You will get to integrate all these with React as we continue with the tutorial, but now that you have briefly learned more about the Clarifai API, you can deep dive more about it here.
What we are building in this article is similar to the face detection box on a pop-up camera in a mobile phone.

You can see a rectangular box detecting a human face. This is the kind of simple app we will be building with React.

Setting Development Environment

The first step is to create a new directory for your project and start a new react project, you can give it any name of your choice. I will be using the npm package manager for this project, but you can use yarn depending on your choice.
Note: Node.js is required for this tutorial. If you don’t have it, go to the Node.js official website to download and install before continuing.
Open your terminal and create a new React project.
We are using create-react-app which is a comfortable environment for learning React and is the best way to start building a new single-pageapplication to React.
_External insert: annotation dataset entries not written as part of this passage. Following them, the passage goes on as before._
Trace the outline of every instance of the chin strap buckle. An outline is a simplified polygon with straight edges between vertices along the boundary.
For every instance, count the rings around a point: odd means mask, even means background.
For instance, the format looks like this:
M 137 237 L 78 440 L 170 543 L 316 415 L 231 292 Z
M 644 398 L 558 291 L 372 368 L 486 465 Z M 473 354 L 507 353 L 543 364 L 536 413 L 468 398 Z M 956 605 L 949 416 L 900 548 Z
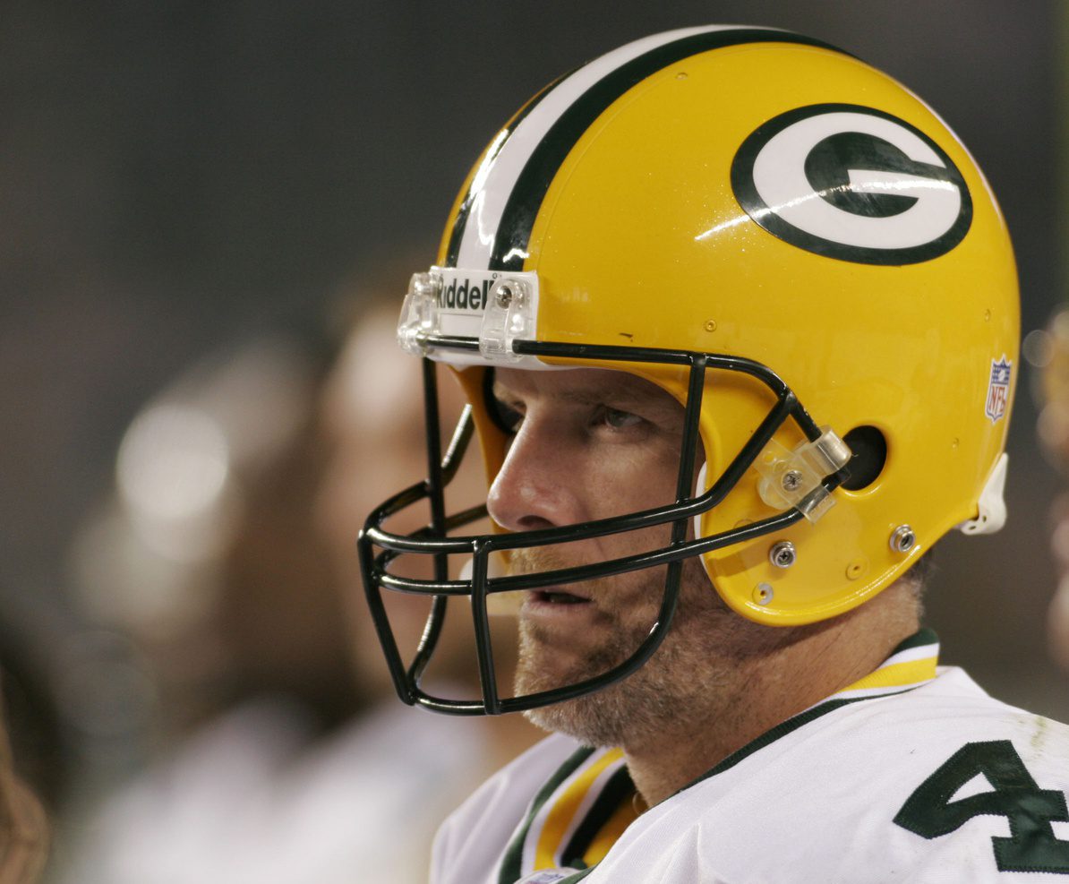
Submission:
M 976 518 L 970 518 L 958 526 L 963 534 L 993 534 L 1006 524 L 1006 467 L 1009 455 L 1003 452 L 995 468 L 991 470 L 980 499 L 977 501 Z
M 795 509 L 817 522 L 835 505 L 824 480 L 842 469 L 851 456 L 850 446 L 830 427 L 822 427 L 818 438 L 793 451 L 772 439 L 754 464 L 761 475 L 757 492 L 773 509 Z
It is a global package that we would install from npm. it creates a starter project that contains webpack, babel and a lot of nice features.
/* install react app globally */
npm install -g create-react-app

/* create the app in your new directory */
create-react-app face-detect

/* move into your new react directory */
cd face-detect

/* start development sever */
npm start
Let me first explain the code above. We are using npm install -g create-react-app to install the create-react-app package globally so you can use it in any of your projects. create-react-app face-detect will create the project environment for you since it’s available globally. After that, cd face-detect will move you into our project directory. npm start will start our development server. Now we are ready to start building our app.
You can open the project folder with any editor of your choice. I use visual studio code. It’s a free IDE with tons of plugins to make your life easier, and it is available for all major platforms. You can download it from the official website.
At this point, you should have the following folder structure.
FACE-DETECT TEMPLATE
├── node_modules
├── public 
├── src
├── .gitignore
├── package-lock.json
├── package.json
├── README.md
Note: React provide us with a single page React app template, let us get rid of what we won’t be needing. First, delete the logo.svg file in src folder and replace the code you have in src/app.js to look like this.
import React, { Component } from "react";
import "./App.css";
class App extends Component {
  render() {
    return (
      
      
    );
  }
}
export default App;
What we did was to clear the component by removing the logo and other unnecessary code that we will not be making use of. Now replace your src/App.css with the minimal CSS below:
.App {
  text-align: center;
}
.center {
  display: flex;
  justify-content: center;
}
We’ll be using Tachyons for this project, It is a tool that allows you to create fast-loading, highly readable, and 100% responsive interfaces with as little CSS as possible.
You can install tachyons to this project through npm:
# install tachyons into your project
npm install tachyons
After the installation has completely let us add the Tachyons into our project below at src/index.js file.
import React from "react";
import ReactDOM from "react-dom";
import "./index.css";
import App from "./App";
import * as serviceWorker from "./serviceWorker";
// add tachyons below into your project, note that its only the line of code you adding here
import "tachyons";

ReactDOM.render(<App />, document.getElementById("root"));
// If you want your app to work offline and load faster, you can change
// unregister() to register() below. Note this comes with some pitfalls.
// Learn more about service workers: https://bit.ly/CRA-PWA
serviceWorker.register();
The code above isn’t different from what you had before, all we did was to add the import statement for tachyons.
So let us give our interface some styling at src/index.css file.

body {
  margin: 0;
  font-family: "Courier New", Courier, monospace;
  -webkit-font-smoothing: antialiased;
  -Moz-osx-font-smoothing: grayscale;
  background: #485563; /* fallback for old browsers */
  background: linear-gradient(
    to right,
    #29323c,
    #485563
  ); /* W3C, IE 10+/ Edge, Firefox 16+, Chrome 26+, Opera 12+, Safari 7+ */
}
button {
  cursor: pointer;
}
code {
  font-family: source-code-pro, Menlo, Monaco, Consolas, "Courier New",
    monospace;
}
In the code block above, I added a background color and a cursor pointer to our page, at this point we have our interface setup, let get to start creating our components in the next session.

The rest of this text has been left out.